Running the AP pipeline¶
Setup¶
Pick up where you left off in Getting Started. This means you already have a repository of ingested DECam data and have set up the LSST Science Pipelines stack.
Your repository should have the following collections, which can be checked using butler query-collections <repo>
:
DECam/calib: biases, flats, defects, camera specs, etc.
DECam/raw/all: images to be processesd
refcats: reference catalogs for calibration
skymaps: index for the templates
templates/deep:
deepCoadd
templates for difference imaging
AP pipeline on the command line¶
Like most Vera Rubin Observatory pipelines, the AP Pipeline is run with an external runner called pipetask
.
This can be found in the ctrl_mpexec
package, which is included as part of lsst_distrib
.
The pipeline itself is configured in ap_pipe/pipelines/DECam/ApPipe.yaml.
To process your ingested data, run
apdb-cli create-sql "sqlite:///apdb.db" apdb_config.py
pipetask run -p ${AP_PIPE_DIR}/pipelines/DECam/ApPipe.yaml \
--register-dataset-types -c parameters:coaddName=deep \
-c isr:connections.bias=cpBias -c isr:connections.flat=cpFlat \
-c parameters:apdb_config=apdb_config.py -b repo/ \
-i "DECam/defaults,DECam/raw/all" -o processed \
-d "visit in (411420, 419802) and detector=10"
In this case, a processed/<timestamp>
collection will be created within repo
and the results will be written there.
The apdb_config.py
file will be created by apdb-cli
and passed to pipetask
.
See Setting up the Alert Production Database for ap_pipe for more information on apdb-cli.
This example command only processes observations corresponding to visits 411420 and 419802, both with only detector 10.
The example creates a “chained” output collection that can refer back to its inputs.

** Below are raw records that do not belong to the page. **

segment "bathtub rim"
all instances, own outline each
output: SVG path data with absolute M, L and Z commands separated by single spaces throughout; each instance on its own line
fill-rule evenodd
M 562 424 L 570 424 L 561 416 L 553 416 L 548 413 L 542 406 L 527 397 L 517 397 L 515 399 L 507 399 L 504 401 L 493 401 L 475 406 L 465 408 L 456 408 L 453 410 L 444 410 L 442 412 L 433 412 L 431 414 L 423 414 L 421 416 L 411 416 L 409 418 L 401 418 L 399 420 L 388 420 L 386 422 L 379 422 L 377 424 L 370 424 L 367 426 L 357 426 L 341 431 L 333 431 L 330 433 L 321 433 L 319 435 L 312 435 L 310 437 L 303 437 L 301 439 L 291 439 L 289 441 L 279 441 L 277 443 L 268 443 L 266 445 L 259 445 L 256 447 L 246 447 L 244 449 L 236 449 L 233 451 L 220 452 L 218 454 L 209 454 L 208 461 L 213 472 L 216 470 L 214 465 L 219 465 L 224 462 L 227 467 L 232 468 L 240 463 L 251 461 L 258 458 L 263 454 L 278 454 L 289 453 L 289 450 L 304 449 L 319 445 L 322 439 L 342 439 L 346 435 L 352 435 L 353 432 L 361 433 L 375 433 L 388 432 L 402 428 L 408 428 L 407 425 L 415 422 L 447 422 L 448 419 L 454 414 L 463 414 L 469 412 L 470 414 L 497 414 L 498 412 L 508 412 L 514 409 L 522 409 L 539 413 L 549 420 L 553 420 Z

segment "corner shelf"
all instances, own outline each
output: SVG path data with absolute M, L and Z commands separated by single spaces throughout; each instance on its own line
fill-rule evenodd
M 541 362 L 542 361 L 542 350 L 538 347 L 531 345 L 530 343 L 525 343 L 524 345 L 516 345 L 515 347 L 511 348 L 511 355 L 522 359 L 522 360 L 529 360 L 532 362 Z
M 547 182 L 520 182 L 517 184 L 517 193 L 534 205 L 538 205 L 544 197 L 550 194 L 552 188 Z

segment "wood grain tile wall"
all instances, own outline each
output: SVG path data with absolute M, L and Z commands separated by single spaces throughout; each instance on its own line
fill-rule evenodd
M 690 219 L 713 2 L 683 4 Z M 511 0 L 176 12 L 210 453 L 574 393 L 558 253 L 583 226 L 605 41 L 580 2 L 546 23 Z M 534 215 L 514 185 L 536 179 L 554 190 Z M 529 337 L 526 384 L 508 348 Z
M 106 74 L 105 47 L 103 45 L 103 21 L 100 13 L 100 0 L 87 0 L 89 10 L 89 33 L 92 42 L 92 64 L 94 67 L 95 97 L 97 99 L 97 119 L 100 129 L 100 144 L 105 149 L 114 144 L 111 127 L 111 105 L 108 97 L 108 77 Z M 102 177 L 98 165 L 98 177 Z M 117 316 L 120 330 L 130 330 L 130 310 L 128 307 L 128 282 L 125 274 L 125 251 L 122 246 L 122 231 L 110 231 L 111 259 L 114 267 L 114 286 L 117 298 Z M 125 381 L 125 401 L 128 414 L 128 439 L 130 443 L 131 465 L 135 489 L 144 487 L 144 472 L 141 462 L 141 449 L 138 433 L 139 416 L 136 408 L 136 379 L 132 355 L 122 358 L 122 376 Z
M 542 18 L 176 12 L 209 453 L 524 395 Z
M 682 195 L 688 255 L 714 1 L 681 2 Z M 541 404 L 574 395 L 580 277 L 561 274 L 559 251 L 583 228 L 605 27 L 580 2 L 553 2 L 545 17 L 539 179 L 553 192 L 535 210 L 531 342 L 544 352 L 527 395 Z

If you prefer to have a standalone output collection, you may instead run
pipetask run -p ${AP_PIPE_DIR}/pipelines/DECam/ApPipe.yaml \
--register-dataset-types -c parameters:coaddName=deep \
-c isr:connections.bias=cpBias -c isr:connections.flat=cpFlat \
-c parameters:apdb_config=apdb_config.py -b repo/ \
-i "DECam/defaults,DECam/raw/all" --output-run processed \
-d "visit in (411420, 419802) and detector=10"
Note
You must configure the pipeline to use the APDB config file, or ap_pipe
will not run.
In the examples above, it is configured with the -c
option.
Note
Both examples above are only valid when running the pipeline for the first time.
When rerunning with an existing chained collection using -o
, you should omit the -i
argument.
When rerunning with an existing standalone collection using --output-run
, you must pass --extend-run
.
Expected outputs¶
If you used the chained option above, most of the output from ap_pipe
should be written to a timestamped collection (e.g., processed/20200131T00h00m00s
) in the repository.
The exception is the source association database, which will be written to the location you configure.
The result from running ap_pipe
should look something like
apdb.db <--- the Alert Production Database with DIAObjects
repo/
contains_no_user_servicable_files/
To inspect this data with the Butler, you should instantiate a Butler within python and access the data products that way.
For example, in python
import lsst.daf.butler as dafButler
butler = dafButler.Butler('repo', collections="processed") # collections keyword is optional
dataId = {'instrument': 'DECam', 'visit': 123456, 'detector': 42}
calexp = butler.get('calexp', dataId=dataId)
diffim = butler.get('deepDiff_differenceExp', dataId=dataId)
diaSourceTable = butler.get('deepDiff_diaSrc', dataId=dataId)
Supplemental information¶
Running on other cameras¶
Running ap_pipe on cameras other than DECam works much the same way. You need to provide a repository containing raws, calibs, and templates appropriate for the camera. There are versions of the AP pipeline for DECam, HSC, LATISS, and ImSim.
Common errors¶
‘KeyError: DatasetType <type> could not be found’: This usually means you left out the
--register-dataset-types
argument.‘Expected exactly one instance of input <arbitrary dataset>’: This may mean an invalid pipeline, but can also mean that you did not provide an
-i
or--input
argument when it was required. This is especially likely if the data ID is not one of the expected values.